Beginnen soll der Waffenstillstand - nach gut einem Jahr mit Kämpfen und mehr als 9000 Toten - um 6.00 Uhr Ortszeit (5.00 Uhr deutscher Zeit). Das Regime von Präsident Baschar al-Assad behauptet, dass es schon jetzt Truppen aus einigen Städten abgezogen hat. Die Opposition bestreitet das - und spricht sogar von neuen Offensiven.
Der Syrien-Sonderbeauftragte Kofi Annan erklärte zu der Waffenruhe: „Die syrische Regierung hat dieser Forderung zugestimmt, und ich dränge Damaskus dazu, der Verpflichtung nachzukommen.“ Jetzt müssen Taten folgen, betonte der gemeinsame Syrien-Beauftragte von Vereinten Nationen und Arabischer Liga am Donnerstag per Video in der UN-Vollversammlung in New York.
Von den sechs Punkten des Friedensplans sei einer „lebenswichtig“: „Der sofortige Stopp der Gewalt.
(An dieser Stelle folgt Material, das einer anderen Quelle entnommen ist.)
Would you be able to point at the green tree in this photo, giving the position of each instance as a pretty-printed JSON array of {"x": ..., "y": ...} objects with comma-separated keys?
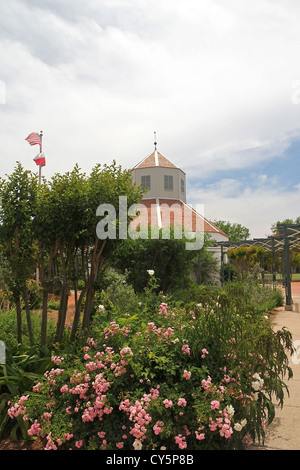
[
  {"x": 235, "y": 231},
  {"x": 18, "y": 201},
  {"x": 274, "y": 229},
  {"x": 172, "y": 263}
]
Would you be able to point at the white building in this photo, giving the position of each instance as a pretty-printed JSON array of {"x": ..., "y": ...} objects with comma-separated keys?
[{"x": 164, "y": 203}]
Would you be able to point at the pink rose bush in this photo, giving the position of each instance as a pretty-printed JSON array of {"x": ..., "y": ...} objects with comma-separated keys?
[{"x": 171, "y": 380}]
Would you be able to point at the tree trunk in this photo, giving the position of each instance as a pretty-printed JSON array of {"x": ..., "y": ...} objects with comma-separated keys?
[
  {"x": 77, "y": 315},
  {"x": 19, "y": 321},
  {"x": 44, "y": 317},
  {"x": 64, "y": 296},
  {"x": 90, "y": 294}
]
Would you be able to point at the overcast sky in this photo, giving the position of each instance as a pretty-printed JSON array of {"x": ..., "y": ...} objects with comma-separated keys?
[{"x": 218, "y": 80}]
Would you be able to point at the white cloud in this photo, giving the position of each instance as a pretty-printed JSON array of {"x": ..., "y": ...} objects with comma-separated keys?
[{"x": 256, "y": 208}]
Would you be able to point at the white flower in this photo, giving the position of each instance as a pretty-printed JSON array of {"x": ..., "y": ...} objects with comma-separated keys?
[
  {"x": 137, "y": 445},
  {"x": 230, "y": 410},
  {"x": 239, "y": 426},
  {"x": 256, "y": 376},
  {"x": 255, "y": 385},
  {"x": 258, "y": 383}
]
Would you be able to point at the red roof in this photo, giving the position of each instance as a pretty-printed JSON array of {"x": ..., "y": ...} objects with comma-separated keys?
[
  {"x": 165, "y": 212},
  {"x": 153, "y": 160}
]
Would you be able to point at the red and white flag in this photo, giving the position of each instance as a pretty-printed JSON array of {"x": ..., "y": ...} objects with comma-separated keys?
[
  {"x": 40, "y": 159},
  {"x": 34, "y": 139}
]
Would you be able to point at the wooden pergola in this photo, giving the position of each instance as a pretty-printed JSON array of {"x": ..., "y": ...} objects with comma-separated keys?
[{"x": 287, "y": 238}]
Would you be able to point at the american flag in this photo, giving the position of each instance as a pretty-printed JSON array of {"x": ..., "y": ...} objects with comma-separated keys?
[{"x": 34, "y": 139}]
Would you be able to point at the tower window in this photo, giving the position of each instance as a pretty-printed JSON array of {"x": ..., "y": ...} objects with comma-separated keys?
[
  {"x": 146, "y": 181},
  {"x": 168, "y": 182}
]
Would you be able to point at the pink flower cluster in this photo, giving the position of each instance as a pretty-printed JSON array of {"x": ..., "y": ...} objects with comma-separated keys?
[
  {"x": 161, "y": 333},
  {"x": 181, "y": 441},
  {"x": 222, "y": 423},
  {"x": 186, "y": 349},
  {"x": 186, "y": 374},
  {"x": 138, "y": 413},
  {"x": 18, "y": 408},
  {"x": 158, "y": 427},
  {"x": 114, "y": 328}
]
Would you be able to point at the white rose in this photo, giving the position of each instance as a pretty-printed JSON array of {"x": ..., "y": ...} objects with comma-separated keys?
[
  {"x": 137, "y": 445},
  {"x": 230, "y": 410},
  {"x": 238, "y": 427}
]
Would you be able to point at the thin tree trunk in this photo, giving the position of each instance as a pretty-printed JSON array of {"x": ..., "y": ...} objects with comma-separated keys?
[
  {"x": 77, "y": 315},
  {"x": 62, "y": 313},
  {"x": 19, "y": 321},
  {"x": 44, "y": 317},
  {"x": 90, "y": 294}
]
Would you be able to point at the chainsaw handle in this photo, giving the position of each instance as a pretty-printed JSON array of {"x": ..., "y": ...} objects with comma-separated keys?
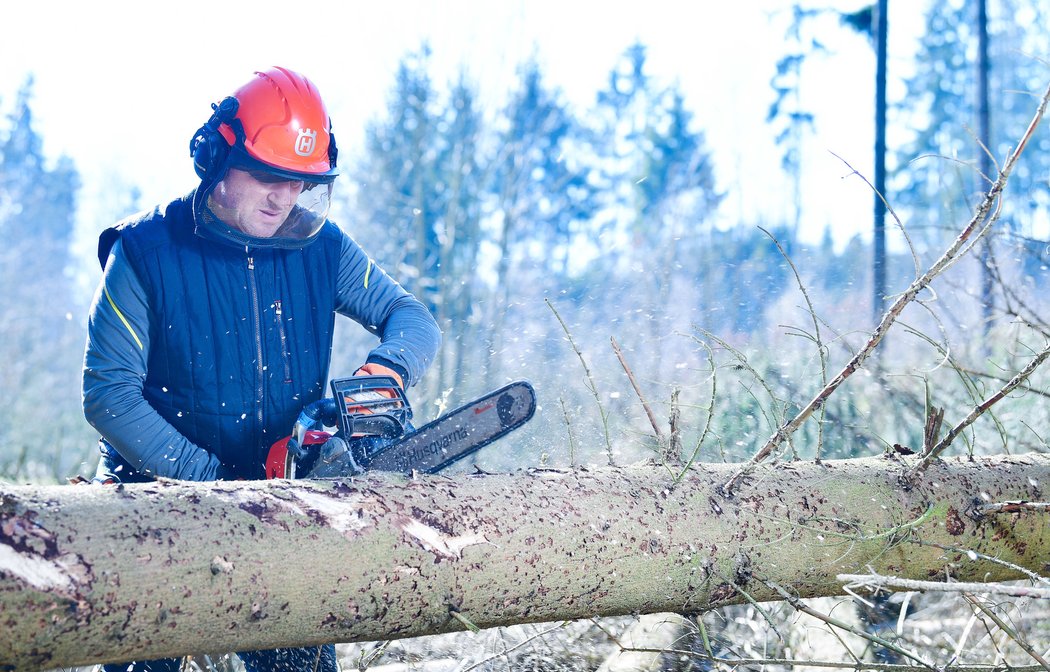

Wir müssen die Panzer, Hubschrauber, Mörser und Gewehre zum Schweigen verurteilen.“ Annan drängte auch die Opposition, die Waffen ruhen zu lassen. Beide Seiten haben von 6.00 Uhr an 48 Stunden Zeit, die Waffenruhe in allen Truppenteilen durchzusetzen. Diese Frist wurde gesetzt, weil die Opposition nicht über eine einheitliche Führung verfügt.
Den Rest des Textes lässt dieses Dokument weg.